Jalasso threw her hands in the air. “So you made the right decision!”
Miranda grinned triumphantly. “So now it’s your turn,” she said. “Do we continue the game, or are you going to forfeit?”
Jalasso jumped up and down several times in frustration. She stomped her feet. “Why can’t we play it later?” she whined.
Miranda looked at her bare wrist as if she had a watch on it. “It’s match time now.”
Jalasso stopped suddenly and let her shoulders drop. She felt defeated, and she wanted just to fall down on the floor.
“Forfeit?” Miranda asked. She twirled her racquet in her hand.
Jalasso looked up at her sometime-friend and her small face broke into a grin. Her dark eyes glared up from under her choppy bangs. “Fine,” she said, “we’ll play. It’s still your serve.”
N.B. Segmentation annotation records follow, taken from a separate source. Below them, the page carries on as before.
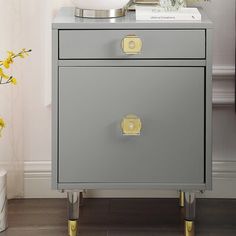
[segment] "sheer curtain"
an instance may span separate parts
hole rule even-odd
[[[0,0],[0,58],[7,50],[19,49],[21,41],[21,11],[19,0]],[[21,80],[20,63],[15,62],[9,74]],[[8,171],[8,197],[23,196],[23,127],[22,85],[0,86],[0,116],[6,128],[0,138],[0,168]]]

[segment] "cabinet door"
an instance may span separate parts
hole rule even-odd
[[[60,67],[60,183],[204,183],[203,67]],[[142,122],[124,136],[128,114]]]

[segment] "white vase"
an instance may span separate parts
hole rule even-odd
[[[7,229],[7,172],[0,168],[0,232]]]

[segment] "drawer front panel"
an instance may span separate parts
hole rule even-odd
[[[204,73],[61,67],[59,183],[204,183]],[[128,114],[139,136],[122,134]]]
[[[122,40],[138,53],[126,54]],[[127,37],[128,36],[128,37]],[[137,44],[141,41],[141,47]],[[129,44],[130,42],[130,44]],[[140,49],[140,52],[139,52]],[[205,30],[60,30],[59,59],[204,59]]]

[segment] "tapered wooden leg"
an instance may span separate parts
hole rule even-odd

It was Miranda’s turn to look sincerely outraged. “What?” she asked. “We can’t play now! Your mom is coming up here to ground you for the rest of forever.”
Jalasso feigned an unconvincing look of innocence. “We can’t play?”
Miranda shook her head at Jalasso’s stupidity. “Of course not!”
Jalasso grinned wickedly and pumped her small fist. “Okay, then,” she said. “If we can’t play, then I don’t forfeit. Game postponed due to weather.”
“There’s nothing wrong with the weather,” Miranda protested.
Jalasso nodded. “Well, it’s about to get really bad in here. Stormy, even.”
Miranda tossed her head in irritation and stomped toward her tennis bag to gather her belongings. “Fine, Jalasso, the game’s postponed,” she said icily. “But I’m writing down the score. We’ll play again when you can go out, in like ten years.”